Después se dio la vuelta en medio de las matas, saltando de un lado para otro, girando con energía una y otra vez, husmeando el rastro caliente que habían dejado sobre las resbaladizas losas grises las patas del conejo. Finalmente se detuvo de improviso frente a dos piedras que estaban pegadas la una a la otra, solo separadas por un estrecho agujero. Vio a un conejo sentado en el agujero. El lomo pardusco del conejo no estaba a más de dos palmos de su hocico. Estiró el cuerpo y dejó caer las orejas que antes había tenido erguidas.
Se produjo un ruido rápido e inesperado, como el de una tela muy seca que se desgarrase de súbito, cuando el conejo salió abandonando su refugio entre las piedras. Saltó sobre la roca que se interponía entre él y el valle. Giró con el costado casi tocando el suelo, como una barca abandonada que escorase bajo el fuerte viento.
El perro soltó un ladrido y un susurro. Se levantó de la roca. Con la fuerza de su cuerpo y la furia de su brinco arrancó lascas de la roca con sus patas traseras. Yendo por el aire con las patas separadas, dio otro ladrido. Alcanzó el suelo del valle. Cayó de bruces, pero su creciente avidez le hizo olvidar el batacazo. Pero otra vez se levantó, en menos que canta un gallo. Siguió corriendo valle arriba en pos del conejo, con el rabo tieso, tocando con su panza la hierba, y con un reguero de blanca espuma, producida por la rabia, corriéndole por las fauces.
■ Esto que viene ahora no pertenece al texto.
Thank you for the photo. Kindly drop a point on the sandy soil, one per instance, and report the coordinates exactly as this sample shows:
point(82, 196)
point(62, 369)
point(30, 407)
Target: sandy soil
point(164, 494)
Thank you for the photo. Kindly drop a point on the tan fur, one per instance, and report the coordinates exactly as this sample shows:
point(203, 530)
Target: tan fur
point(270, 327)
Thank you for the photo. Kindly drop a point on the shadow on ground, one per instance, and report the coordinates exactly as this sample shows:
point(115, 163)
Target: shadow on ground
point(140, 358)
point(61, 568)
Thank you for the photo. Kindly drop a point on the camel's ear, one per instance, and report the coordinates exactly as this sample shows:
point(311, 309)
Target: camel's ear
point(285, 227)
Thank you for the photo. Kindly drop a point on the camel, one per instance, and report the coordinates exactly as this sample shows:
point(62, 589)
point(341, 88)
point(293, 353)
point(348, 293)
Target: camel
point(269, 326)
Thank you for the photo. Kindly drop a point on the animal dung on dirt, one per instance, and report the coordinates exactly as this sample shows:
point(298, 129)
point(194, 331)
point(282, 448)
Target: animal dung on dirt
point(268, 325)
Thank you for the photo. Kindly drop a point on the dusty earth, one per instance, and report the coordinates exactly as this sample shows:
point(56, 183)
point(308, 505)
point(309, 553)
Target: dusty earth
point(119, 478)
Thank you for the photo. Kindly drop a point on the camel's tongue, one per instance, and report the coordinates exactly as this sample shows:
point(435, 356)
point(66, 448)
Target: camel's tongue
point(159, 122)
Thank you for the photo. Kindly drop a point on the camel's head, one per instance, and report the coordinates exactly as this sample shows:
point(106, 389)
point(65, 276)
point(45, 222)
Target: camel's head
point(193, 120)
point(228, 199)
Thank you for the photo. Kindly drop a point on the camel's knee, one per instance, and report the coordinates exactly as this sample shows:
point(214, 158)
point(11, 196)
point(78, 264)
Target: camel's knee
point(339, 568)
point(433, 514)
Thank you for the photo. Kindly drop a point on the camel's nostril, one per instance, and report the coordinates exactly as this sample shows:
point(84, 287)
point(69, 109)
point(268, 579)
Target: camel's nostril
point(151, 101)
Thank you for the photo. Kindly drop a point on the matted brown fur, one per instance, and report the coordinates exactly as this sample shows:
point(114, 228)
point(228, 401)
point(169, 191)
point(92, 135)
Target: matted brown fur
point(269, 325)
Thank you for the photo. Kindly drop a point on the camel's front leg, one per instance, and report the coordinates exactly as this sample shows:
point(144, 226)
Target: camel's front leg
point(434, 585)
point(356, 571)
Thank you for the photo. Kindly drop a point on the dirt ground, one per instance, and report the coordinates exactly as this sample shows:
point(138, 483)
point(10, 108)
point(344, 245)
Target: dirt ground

Había un montículo herboso que atravesaba la roca de cerca a cerca, de unos cien metros de ancho. El conejo tenía que atravesar el montículo para llegar a su madriguera, junto a un seto que cerraba el pedregal, lejos en el borde marino. Cuando el conejo regresó del valle, justo enfrente del montículo, el perro estaba a solo diez metros de su rabo.
El perro aceleró el paso. Dio un gran brinco. Había apuntado a la espalda del conejo. Este se dio media vuelta, con lo que el perro se quedó delante. El conejo se metió de improviso bajo la panza del perro, y estuvieron dándose vueltas el uno al otro durante un tiempo, girando tan rápidamente que no se podía distinguir la piel amarillenta del can de la piel parda del conejo. Otra vez el conejo marchó arriba. Y arriba que se fue el perro tras él. Su hocico lo tocó en el aire. El conejo se golpeó con un poste en la entrada de su madriguera. El perro cayó sobre él. El conejo emitió un chillido lastimero, y un ladrido de dicha el perro. Se había consumado la carnicería.